It’s Christmas Day and it’s time for a traditional Christmas tipple. OK, it’s a bit of a stretch but here goes – Weihenstephan has always been one of my favourite breweries and their beers are never far from my fridge. The history of the brewery is linked with the story of Good King Wenceslas who looked out ‘on the feast of Stephen’ (Weihenstephan means ‘Sacred Stephen’) and granted the brewery the first commercial brewing licence back in 1040. I always have a few Weihenstephans at Christmas.
The Hefeweizens may be the beers for which the brewery is best known, but I can assure you that the Helles and the Pilsner are just as popular with locals and tourists at the brewery and around Munich and these styles are ideally suited to our summer climate. Plus and also and in addition to; I just reckon Pilsners get short shrift in these here parts and I’m going to champion their subtle charms.
The Hawthorn Brewing Co has been around since 2008, crafting beers that mirror the best styles from around the globe and 2014 has been something of a watershed year for the lads. Their Pale Ale picked up a Bronze for Best International Pale and the IPA a Silver in fields where more than a few stunning examples were represented. Then, in August, Hawthorn Golden Ale took home a Gold medal at the International Beer Challenge (IBC) in London with the Pale Ale, IPA and Amber Ale taking out Silver. The IBC is the largest packaged beer awards in Europe with some 500 entires from 30 countries.
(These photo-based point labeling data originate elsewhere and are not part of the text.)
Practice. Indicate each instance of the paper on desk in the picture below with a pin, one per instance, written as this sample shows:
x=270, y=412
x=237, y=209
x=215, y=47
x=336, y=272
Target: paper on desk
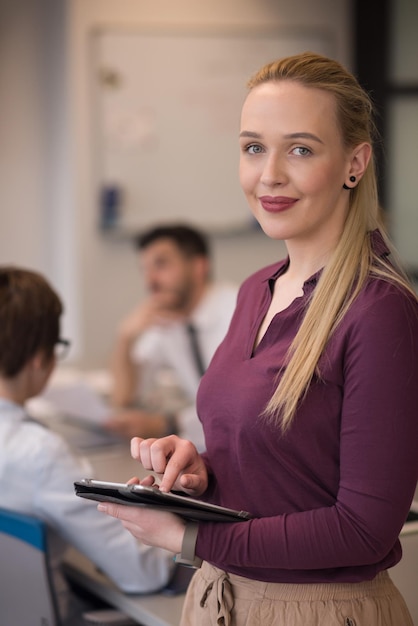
x=78, y=400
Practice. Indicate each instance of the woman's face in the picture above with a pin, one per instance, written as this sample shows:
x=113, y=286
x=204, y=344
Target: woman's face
x=293, y=163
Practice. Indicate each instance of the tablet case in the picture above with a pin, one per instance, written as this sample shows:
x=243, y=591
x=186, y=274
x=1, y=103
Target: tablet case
x=137, y=495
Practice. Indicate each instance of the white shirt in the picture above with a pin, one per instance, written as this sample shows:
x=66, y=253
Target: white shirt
x=37, y=472
x=165, y=358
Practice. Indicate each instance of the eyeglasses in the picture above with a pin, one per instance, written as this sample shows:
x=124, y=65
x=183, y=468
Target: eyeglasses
x=62, y=347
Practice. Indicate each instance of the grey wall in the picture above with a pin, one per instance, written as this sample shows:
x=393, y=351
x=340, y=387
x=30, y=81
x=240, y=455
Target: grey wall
x=48, y=215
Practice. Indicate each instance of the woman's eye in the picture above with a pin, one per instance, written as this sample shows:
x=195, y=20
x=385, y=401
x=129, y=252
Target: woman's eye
x=254, y=149
x=301, y=151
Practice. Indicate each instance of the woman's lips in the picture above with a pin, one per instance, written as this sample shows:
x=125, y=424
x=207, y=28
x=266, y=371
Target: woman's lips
x=276, y=204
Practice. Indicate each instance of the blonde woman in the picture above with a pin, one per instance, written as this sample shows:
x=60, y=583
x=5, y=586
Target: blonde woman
x=310, y=404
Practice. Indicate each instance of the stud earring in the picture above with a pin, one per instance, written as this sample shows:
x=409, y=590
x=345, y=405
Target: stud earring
x=352, y=179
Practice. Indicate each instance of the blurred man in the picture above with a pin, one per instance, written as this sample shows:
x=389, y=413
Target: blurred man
x=163, y=347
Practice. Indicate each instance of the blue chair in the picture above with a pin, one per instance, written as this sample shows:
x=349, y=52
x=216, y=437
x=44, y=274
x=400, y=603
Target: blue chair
x=26, y=593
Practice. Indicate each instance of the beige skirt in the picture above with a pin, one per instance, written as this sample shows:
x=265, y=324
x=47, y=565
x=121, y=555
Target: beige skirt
x=216, y=598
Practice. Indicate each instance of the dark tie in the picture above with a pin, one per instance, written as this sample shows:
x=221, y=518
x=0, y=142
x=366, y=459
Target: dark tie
x=197, y=355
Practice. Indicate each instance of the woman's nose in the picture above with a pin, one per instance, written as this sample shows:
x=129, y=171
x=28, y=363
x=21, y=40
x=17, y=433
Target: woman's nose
x=273, y=171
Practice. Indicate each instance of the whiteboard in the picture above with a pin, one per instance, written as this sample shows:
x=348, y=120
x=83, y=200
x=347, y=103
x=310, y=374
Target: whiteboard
x=166, y=108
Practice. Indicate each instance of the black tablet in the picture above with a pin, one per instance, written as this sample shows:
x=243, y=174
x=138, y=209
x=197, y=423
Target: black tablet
x=140, y=495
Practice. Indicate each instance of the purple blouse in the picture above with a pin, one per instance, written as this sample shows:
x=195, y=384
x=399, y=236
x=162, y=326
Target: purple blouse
x=331, y=495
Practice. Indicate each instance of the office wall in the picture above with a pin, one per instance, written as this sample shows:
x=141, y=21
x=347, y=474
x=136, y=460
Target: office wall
x=48, y=216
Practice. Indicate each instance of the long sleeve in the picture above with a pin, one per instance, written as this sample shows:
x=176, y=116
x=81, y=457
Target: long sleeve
x=330, y=496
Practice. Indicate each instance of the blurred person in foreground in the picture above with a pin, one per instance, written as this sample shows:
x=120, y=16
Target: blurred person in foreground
x=37, y=468
x=310, y=405
x=164, y=346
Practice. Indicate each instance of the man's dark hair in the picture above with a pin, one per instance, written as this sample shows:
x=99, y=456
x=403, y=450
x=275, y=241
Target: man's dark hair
x=29, y=318
x=190, y=241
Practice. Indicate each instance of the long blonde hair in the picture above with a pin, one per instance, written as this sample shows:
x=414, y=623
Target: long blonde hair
x=353, y=260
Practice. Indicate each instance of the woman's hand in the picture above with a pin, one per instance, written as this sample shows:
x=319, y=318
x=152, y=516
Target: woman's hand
x=152, y=527
x=175, y=460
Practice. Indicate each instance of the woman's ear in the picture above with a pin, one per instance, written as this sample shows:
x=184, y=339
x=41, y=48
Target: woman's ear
x=359, y=161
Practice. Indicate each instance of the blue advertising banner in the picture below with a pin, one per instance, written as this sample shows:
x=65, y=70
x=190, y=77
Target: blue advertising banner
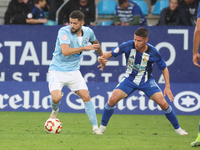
x=26, y=51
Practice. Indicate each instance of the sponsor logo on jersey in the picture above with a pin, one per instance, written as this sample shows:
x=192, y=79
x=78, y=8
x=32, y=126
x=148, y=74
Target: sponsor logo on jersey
x=64, y=37
x=116, y=50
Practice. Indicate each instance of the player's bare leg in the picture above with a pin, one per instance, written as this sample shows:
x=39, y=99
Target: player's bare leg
x=108, y=110
x=55, y=102
x=169, y=112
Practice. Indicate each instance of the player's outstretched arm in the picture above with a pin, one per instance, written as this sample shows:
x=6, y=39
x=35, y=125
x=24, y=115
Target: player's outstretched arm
x=98, y=50
x=67, y=50
x=167, y=90
x=103, y=60
x=196, y=41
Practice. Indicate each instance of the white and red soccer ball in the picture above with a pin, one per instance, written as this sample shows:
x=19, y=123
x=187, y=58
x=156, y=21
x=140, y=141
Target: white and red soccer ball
x=53, y=126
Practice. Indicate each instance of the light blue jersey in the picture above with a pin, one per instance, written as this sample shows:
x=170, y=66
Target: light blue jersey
x=72, y=62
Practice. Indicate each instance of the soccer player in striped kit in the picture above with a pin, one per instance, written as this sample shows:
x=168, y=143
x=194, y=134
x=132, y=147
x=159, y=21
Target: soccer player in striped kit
x=140, y=56
x=64, y=69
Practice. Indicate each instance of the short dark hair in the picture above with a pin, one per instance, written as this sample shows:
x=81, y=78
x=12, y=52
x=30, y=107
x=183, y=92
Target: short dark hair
x=121, y=1
x=143, y=32
x=77, y=14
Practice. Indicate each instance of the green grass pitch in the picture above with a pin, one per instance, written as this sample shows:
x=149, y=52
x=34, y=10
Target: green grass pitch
x=25, y=131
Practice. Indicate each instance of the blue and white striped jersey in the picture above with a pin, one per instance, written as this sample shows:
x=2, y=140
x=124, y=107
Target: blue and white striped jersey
x=128, y=14
x=198, y=13
x=139, y=65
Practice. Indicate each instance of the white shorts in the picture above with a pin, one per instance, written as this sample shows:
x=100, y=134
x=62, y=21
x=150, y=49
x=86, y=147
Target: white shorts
x=73, y=80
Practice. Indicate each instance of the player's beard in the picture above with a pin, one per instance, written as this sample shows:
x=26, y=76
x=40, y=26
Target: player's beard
x=75, y=31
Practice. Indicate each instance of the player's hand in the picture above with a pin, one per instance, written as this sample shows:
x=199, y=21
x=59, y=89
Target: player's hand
x=102, y=60
x=168, y=92
x=196, y=58
x=92, y=47
x=101, y=66
x=43, y=20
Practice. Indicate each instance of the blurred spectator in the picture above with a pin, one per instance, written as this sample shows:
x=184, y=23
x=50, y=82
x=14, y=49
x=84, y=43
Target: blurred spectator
x=17, y=10
x=128, y=13
x=189, y=9
x=170, y=15
x=36, y=15
x=86, y=6
x=153, y=2
x=53, y=7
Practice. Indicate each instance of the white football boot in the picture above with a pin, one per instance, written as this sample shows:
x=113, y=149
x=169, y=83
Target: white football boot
x=181, y=131
x=102, y=128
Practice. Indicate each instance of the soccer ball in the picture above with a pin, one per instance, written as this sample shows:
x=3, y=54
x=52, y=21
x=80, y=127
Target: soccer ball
x=53, y=126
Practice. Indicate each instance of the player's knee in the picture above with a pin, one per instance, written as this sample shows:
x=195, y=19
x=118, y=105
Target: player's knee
x=86, y=98
x=56, y=98
x=112, y=101
x=163, y=104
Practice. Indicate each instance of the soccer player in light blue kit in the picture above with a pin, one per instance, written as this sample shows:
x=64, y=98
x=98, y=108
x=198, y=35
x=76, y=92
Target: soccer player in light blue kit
x=140, y=56
x=196, y=58
x=64, y=69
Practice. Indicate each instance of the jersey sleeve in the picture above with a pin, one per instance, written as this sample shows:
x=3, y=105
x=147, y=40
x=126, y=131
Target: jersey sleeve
x=92, y=36
x=160, y=61
x=63, y=36
x=121, y=49
x=136, y=10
Not satisfied with that, they then capped off a great year by winning recognition as the ‘Oceania Brewer of the Year’ and then Supreme Champion Brewer of the Year at the IBC in London. All that hard work deserves a nice beer. Have a Plisner.
The Hawthorn website declares;
“Hawthorn Pilsner draws inspiration from the famous lager regions of Europe. With Pilsner Malt as the base and just a hint of light Crystal Malt, it pours a crystal clear gold colour. Cool fermentation with an imported yeast strain and a lengthy cold storage ensures a very clean & crisp palate, while the use of noble German hops mid-way through the boil introduces a delectable floral flavour. Finally we dry hop a fresh Czech variety for a delicate spicy aroma. Highly refreshing and light to medium in body, Hawthorn Pilsner is the perfect easy drinking beer.”
James Smith at The Crafty Pint says;
“One of very few pilsners found in any Aussie micros year round range, Hawthorn’s Pilsner first appeared as a seasonal before its popularity demanded it stuck around. A regular winner of People’s Choice for best lager whenever Hawthorn pop up at beer festivals, it’s another beer that stays true to the European beers upon which it’s based. It has a distinct traditional pilsner aroma: herbaceous, lightly spicy, with a touch of lemon, straw and mild sweetness from the pilsner malt. It pours a lightly hazy pale yellow with a white head atop its smooth, almost creamy body, with a suitably cleansing bitterness coming in at the end.”
Whilst on the thoughts of James, the Hawthorn Pilsner took the number 7 spot in the first ‘official’ Crafty Blind Tasting in a field of 18 local and international pilsners. The full write-up (including such journalistic gems as; “tastes of arse in a bottle” – not Hawthorn!) is well worth a visit and can be found here.
Back of the Ferry is a terrific blog for those after informed and sometimes just whimsical musings on many different beers. Here’s their take on this beer;
“BotF snaffled a couple of newbies and the first tried was the Hawthorn Pilsner. Note the spelling – no “e” between the “s” and “n”. Pilsner comes from Plzen in the Czech Republic. Most Orstrayan pilseners are spelt with the extra “e”. Not sure if this reflects our phonetic pronunciation or if only Pilsner from Plzen can spell it Pilsner. No matter, the humorous lads from the Hawthorn Brewing Co have done everything right with this fine example of a pils(e)ner. Tart and crisp – just lovely on a hot day.”
Fun Fact! While Hawthorn Brewing Co have no stainless steel of their own, they have always been upfront about their decision to brew Hamish Reed’s recipes under contract. They began at Mildura before shifting to Southern Bay and now to Brewpack.